A smile tugged at Rhys’s lips. Now this could prove amusing. Before he could decide just how to respond, a figure joined Darryl’s on the business side of the bar.

Meredith.

Mrs. Maddox, he corrected himself.

“Darryl,” she said, clouting the youth on the back of the head, “you idiot. This is Rhys St. Maur. Lord Ashworth now. You’re talking to your ‘living phantom,’ live and in the flesh.”

Darryl’s pale face went whiter still as he stared at Rhys, jaw working to no audible effect. At least his eye had finally ceased twitching.

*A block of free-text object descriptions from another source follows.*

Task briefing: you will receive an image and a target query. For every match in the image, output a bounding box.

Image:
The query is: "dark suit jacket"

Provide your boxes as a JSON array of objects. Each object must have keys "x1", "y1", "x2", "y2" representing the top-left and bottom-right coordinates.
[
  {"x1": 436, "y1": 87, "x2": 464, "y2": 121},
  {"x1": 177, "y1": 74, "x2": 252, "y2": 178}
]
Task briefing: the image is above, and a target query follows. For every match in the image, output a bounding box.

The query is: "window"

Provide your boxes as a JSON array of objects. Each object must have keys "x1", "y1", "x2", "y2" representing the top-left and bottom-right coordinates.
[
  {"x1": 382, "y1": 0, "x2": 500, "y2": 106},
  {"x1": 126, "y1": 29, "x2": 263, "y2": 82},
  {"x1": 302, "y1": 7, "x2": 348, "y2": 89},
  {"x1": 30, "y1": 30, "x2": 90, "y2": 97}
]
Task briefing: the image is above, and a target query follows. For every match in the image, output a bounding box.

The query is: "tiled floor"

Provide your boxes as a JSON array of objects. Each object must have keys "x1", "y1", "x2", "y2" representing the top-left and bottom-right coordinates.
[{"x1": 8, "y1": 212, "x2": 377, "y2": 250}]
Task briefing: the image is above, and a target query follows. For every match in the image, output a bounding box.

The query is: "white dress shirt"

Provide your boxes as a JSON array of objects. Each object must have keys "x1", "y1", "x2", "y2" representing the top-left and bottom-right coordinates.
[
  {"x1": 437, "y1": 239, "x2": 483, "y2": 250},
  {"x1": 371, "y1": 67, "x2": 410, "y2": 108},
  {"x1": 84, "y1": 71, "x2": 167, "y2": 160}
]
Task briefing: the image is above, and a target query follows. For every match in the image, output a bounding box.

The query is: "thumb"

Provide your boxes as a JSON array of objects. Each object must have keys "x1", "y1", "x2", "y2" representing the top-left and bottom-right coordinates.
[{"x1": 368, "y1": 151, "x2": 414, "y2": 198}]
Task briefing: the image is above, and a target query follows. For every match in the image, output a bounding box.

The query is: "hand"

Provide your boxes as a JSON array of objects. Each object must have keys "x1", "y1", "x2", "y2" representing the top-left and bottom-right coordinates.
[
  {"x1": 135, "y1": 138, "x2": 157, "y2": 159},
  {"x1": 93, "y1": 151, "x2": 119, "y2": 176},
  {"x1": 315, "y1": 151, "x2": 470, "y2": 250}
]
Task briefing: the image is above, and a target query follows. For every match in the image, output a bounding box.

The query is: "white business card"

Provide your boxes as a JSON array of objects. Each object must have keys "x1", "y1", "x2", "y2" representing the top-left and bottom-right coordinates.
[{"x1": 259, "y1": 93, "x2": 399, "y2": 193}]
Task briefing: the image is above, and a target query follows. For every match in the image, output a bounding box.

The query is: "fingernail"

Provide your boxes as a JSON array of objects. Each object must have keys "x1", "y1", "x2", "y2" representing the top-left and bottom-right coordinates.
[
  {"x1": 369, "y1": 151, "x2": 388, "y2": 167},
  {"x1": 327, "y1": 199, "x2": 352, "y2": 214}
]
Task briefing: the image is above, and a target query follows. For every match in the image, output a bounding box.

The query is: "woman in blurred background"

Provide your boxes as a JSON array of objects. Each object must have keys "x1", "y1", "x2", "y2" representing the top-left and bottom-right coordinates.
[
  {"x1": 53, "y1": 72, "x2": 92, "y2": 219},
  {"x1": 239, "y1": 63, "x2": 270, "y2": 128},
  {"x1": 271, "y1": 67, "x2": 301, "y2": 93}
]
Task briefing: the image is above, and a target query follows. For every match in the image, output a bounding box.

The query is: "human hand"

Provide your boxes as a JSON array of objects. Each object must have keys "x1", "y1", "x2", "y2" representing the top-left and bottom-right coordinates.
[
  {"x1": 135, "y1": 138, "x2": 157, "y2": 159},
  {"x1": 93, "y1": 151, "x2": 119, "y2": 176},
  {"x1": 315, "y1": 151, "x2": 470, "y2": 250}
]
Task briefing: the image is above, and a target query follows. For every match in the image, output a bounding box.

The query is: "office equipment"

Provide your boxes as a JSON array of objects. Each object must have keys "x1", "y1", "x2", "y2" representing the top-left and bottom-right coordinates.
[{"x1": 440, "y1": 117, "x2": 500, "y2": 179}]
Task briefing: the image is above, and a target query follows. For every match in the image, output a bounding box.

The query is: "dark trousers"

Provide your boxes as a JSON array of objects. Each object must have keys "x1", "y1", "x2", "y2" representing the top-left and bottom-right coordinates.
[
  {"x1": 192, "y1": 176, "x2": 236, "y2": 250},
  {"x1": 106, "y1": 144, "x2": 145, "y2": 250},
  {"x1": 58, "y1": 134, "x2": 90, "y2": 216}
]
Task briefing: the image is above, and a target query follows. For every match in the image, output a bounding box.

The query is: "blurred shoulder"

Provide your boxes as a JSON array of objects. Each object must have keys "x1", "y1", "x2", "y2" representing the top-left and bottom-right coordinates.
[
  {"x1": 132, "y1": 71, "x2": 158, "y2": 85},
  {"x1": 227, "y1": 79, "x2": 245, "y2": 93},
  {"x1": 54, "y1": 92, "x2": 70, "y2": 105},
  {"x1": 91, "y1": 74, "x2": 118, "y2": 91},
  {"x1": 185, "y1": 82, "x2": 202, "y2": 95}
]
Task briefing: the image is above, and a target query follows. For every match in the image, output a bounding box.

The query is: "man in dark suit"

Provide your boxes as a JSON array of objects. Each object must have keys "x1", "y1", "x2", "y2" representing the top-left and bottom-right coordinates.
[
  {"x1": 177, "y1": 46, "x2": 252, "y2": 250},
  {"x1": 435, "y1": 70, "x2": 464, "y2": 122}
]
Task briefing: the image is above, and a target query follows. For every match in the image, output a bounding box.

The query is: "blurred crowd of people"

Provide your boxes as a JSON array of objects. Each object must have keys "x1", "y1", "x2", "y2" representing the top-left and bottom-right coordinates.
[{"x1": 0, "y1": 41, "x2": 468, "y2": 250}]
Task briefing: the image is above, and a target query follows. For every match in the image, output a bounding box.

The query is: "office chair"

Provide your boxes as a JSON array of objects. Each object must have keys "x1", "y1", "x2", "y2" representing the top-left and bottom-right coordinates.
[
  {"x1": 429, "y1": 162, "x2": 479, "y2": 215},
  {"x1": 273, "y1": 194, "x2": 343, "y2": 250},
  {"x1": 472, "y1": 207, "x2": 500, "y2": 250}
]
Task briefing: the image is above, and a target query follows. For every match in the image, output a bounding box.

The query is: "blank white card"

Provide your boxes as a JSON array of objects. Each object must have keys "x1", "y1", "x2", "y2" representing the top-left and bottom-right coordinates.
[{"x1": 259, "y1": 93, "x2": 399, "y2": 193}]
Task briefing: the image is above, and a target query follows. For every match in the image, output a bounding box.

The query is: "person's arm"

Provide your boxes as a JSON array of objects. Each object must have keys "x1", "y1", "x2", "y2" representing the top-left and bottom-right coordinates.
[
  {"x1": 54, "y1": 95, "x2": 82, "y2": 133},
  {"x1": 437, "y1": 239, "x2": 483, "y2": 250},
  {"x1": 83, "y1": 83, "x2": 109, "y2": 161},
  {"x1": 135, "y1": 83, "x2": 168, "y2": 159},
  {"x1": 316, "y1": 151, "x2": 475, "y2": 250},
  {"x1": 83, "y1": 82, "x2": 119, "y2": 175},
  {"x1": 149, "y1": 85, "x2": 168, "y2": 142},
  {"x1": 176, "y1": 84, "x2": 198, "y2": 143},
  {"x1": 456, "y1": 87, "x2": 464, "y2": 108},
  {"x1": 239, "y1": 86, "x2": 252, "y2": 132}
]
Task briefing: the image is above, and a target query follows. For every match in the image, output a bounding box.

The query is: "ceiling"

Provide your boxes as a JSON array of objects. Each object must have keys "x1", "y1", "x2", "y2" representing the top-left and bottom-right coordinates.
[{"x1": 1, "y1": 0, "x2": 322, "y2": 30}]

The youth swallowed hard as Rhys braced his arm on the bar and leaned forward. Until their faces were just inches apart. And then, when he was certain Darryl was paying very close attention, he lowered his voice and whispered …

“Boo.”

Chapter Two

“I … You’re …” Darryl stammered. “I mean to say, it isn’t …” “I’ll see to him, Darryl.” With a tone that would brook no argument, Meredith shooed the addlewit groom from the bar. “Back to the stables you go.”

Rhys was staring at her. To avoid staring back, Meredith quickly looked away, making a show of straightening bottles. So far, she’d made do with furtive glances, but she’d gaze at him all night long if she could, exploring his every contour and shadow. Cataloging all the ways he’d changed and all the ways he hadn’t.